It’s easy to think about how translation of copy from English to Russian will go, but when design is added to the mix, suddenly everything gets a bit more complicated. Is your text legible when displayed at the same size as on your English site? Does the flow of your graphic make sense when translated into Arabic, Farsi, or Hebrew and read from right to left?
Our recent newsletter article on global designer translation tips is full of ways to make your global design process as pain-free as possible for your talented graphic designers, but here are three quick tips to get you started:
1. Send source files whenever possible
Instead of sending the copy to be translated, send the source (“native”) design file instead. Whether the file is a .png (Fireworks), .psd (Photoshop), .ai (Illustrator) or .indd (InDesign), you’ll receive the translated versions back with the copy in context. Gone are the days where your designers had to recopy and paste foreign text into every layer of the design file. Experienced translation companies have in-house graphic specialists who ensure that your design aesthetics are maintained throughout your new languages.

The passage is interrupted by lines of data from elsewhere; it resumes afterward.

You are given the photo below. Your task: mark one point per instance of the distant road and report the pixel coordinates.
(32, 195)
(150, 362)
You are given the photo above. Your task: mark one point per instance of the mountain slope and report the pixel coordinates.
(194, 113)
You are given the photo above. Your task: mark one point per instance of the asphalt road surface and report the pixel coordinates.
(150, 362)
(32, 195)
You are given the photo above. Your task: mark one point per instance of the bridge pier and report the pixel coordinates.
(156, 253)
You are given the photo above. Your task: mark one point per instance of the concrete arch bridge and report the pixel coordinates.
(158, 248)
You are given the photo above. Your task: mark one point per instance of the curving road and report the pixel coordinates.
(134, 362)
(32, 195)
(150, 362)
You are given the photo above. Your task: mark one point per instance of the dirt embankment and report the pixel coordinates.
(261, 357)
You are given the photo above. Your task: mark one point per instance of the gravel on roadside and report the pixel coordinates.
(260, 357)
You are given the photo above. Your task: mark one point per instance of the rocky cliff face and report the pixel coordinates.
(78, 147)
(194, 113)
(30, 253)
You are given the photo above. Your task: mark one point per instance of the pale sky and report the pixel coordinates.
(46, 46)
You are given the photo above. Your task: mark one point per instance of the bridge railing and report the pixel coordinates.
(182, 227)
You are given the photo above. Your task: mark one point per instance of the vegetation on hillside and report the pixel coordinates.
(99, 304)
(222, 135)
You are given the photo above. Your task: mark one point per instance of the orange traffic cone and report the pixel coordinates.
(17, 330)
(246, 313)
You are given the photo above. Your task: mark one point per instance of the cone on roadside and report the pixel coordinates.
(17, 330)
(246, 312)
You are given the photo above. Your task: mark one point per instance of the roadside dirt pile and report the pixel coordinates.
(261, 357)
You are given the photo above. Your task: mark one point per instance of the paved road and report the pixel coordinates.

2. Never underestimate the power of fonts
A graphic designer working with Roman characters can easily explain the difference between Helvetica and Comic Sans, but probably doesn’t have the same acumen for Asian character sets. With the range of serif and sans-serif fonts available for Chinese, Korean, Japanese and other Asian languages, it’s important to know what your font is communicating to your market. Is it modern or traditional? Casual or sophisticated? Using native speakers who are familiar with your English branding to select your typefaces will help you stay consistent across your markets, saving your designers time and frustration.
3. Establish consistent file-naming conventions across all languages
This may seem obvious but it’s a step that’s easy to overlook. When multiple graphic designers are building collateral, banner ads, web pages and more in multiple languages, your creative assets can get lost in an ocean of inconsistent and unpredictable titles. Establish a naming system for files, such as july_2013_banner_ad_russia.jpg, and build a process document with conventions and specifications on how to handle version updates.
Ready to dive in? A style guide that addresses format and locale-specific modifications is another way to keep your brand consistent from Singapore to Brazil and wherever else your company might go.